The bags under my eyes are all part of a ploy for sympathy. Or maybe even a small stipend from my employer. I know I am district employee volunteering on behalf of daughter but hemming color guard show uniforms till 11pm, dreaming about those darn grey suits in my sleep and finishing the last two suits at 530am then rushing them to the cleaners by 7am-- shouldn't that be worth something?!
When I think I am in the clear for some R&R and a cocktail party over at Lin's-- I realize wherever I go I have to drag along my steam iron, ironing board and fourteen white cotton business shirts. Plus stop at Target to get five more tubes of L'Oreal Colour Riche Tropical Coral #444 lipcolor and a bottle of Downy Wrinkle Free-- all for the color guard.
Yesterday I asked the color guard co-director, who was in charge of getting the white cotton business shirts for the show uniforms if she wanted me to take them to the cleaners with the suits for a good heavy starch and pressing. She passed and said she would take care of things. Oh brother! If you want things done you have to do them yourselves.
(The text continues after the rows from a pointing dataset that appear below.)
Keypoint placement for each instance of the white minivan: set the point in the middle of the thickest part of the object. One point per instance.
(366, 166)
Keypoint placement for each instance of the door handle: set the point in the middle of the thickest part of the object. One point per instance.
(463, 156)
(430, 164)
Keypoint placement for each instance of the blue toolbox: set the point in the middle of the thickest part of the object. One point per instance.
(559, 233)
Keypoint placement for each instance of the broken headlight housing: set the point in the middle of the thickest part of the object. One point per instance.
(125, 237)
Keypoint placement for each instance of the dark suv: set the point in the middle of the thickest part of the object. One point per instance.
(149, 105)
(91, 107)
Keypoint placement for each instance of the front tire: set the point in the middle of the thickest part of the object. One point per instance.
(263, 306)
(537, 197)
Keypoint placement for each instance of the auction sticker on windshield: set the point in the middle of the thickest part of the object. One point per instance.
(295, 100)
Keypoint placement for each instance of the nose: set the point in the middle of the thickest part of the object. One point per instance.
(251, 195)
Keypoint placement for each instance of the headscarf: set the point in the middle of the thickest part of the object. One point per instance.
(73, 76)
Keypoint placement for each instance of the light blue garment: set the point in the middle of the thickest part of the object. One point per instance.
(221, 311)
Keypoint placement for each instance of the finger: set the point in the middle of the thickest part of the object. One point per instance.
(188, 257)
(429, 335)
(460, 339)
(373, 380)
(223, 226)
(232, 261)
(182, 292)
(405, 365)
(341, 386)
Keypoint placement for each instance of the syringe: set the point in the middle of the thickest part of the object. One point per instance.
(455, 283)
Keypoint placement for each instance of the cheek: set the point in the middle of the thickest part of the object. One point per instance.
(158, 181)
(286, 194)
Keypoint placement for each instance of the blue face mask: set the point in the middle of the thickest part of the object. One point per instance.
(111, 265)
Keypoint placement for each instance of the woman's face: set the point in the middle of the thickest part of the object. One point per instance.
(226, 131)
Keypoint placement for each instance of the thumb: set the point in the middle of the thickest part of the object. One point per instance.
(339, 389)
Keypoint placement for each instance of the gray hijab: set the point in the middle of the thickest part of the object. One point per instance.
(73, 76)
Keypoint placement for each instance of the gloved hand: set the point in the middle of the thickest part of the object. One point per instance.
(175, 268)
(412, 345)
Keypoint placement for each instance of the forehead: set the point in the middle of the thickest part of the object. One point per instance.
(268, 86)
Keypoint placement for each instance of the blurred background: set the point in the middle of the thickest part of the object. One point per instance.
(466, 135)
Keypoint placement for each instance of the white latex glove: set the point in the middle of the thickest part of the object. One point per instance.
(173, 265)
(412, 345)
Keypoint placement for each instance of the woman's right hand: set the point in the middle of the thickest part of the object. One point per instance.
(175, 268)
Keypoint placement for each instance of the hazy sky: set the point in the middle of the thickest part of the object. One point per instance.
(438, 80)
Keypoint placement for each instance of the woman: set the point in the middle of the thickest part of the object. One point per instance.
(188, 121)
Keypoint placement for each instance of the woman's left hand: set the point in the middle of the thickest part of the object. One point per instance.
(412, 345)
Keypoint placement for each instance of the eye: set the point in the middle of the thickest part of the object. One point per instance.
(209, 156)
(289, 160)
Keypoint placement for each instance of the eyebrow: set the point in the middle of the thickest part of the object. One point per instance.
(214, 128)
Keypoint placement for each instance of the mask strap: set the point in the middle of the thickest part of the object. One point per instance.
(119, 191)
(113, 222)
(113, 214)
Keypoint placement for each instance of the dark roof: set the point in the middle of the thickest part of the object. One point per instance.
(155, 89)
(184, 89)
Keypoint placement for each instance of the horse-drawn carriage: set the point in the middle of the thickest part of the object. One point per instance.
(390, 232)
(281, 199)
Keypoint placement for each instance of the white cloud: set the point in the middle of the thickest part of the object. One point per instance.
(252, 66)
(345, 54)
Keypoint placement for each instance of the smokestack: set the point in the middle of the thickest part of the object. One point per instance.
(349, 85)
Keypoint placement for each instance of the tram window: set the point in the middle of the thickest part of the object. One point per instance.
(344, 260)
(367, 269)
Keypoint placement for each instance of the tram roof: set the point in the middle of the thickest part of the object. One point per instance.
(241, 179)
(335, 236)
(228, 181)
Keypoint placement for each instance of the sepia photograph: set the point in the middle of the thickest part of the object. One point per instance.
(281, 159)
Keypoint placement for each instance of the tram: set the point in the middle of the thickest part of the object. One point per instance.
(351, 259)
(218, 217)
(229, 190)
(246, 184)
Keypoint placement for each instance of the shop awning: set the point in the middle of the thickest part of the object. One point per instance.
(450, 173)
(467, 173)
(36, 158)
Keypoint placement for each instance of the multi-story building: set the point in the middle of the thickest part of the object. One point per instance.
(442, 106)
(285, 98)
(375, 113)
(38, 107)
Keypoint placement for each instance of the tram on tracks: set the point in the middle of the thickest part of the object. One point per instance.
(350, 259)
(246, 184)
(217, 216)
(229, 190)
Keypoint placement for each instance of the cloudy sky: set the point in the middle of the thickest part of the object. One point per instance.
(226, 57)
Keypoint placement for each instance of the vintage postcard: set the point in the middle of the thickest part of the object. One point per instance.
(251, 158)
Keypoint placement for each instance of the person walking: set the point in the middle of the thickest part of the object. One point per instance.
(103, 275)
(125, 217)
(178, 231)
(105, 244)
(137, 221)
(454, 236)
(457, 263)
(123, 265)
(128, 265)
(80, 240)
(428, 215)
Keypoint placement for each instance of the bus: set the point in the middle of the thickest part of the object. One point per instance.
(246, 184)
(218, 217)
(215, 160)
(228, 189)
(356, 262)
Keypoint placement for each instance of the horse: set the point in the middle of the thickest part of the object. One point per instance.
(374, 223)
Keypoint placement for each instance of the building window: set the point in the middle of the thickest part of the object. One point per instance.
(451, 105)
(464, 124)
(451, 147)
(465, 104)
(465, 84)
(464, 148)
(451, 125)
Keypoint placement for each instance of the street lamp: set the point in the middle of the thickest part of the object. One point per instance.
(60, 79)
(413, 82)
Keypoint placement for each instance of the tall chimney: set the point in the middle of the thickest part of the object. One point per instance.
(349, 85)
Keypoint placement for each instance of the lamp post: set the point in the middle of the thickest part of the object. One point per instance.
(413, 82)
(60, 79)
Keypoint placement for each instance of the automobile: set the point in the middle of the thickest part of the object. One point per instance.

Maybe that is harsh, stretching it, but I should have taken a stance in favor of the shirts to the cleaners. So I rush out of work tonight dash to the cleaners pick up the last five suits go back to the high school match the suits with the proper garment bag for traveling... I see co-director hung the white business shirts with each girl's garment bag. YIKES! The shirts' appearance resembles the liking of having been rolled over, slept in, danced on...you name it fourteen shirts with more wrinkles than a Sharpei. Not acceptable for a field show. So, tonight, I stand ironing board side with a cocktail in hand. It is the only way I am going to remain with some level of saneness with all this last-minute-time-crunched-uniform-nonsense in preparation for tomorrow's first competition of the marching season.
Lin, I have to leave the cocktail party early, I hear the clock ticking...we have to report to school at 7am. Me with those darn perfectly pressed white shirts in hand.
As I leave the "lemonade stand" I raise my glass to us all--women of greatness. And insanity.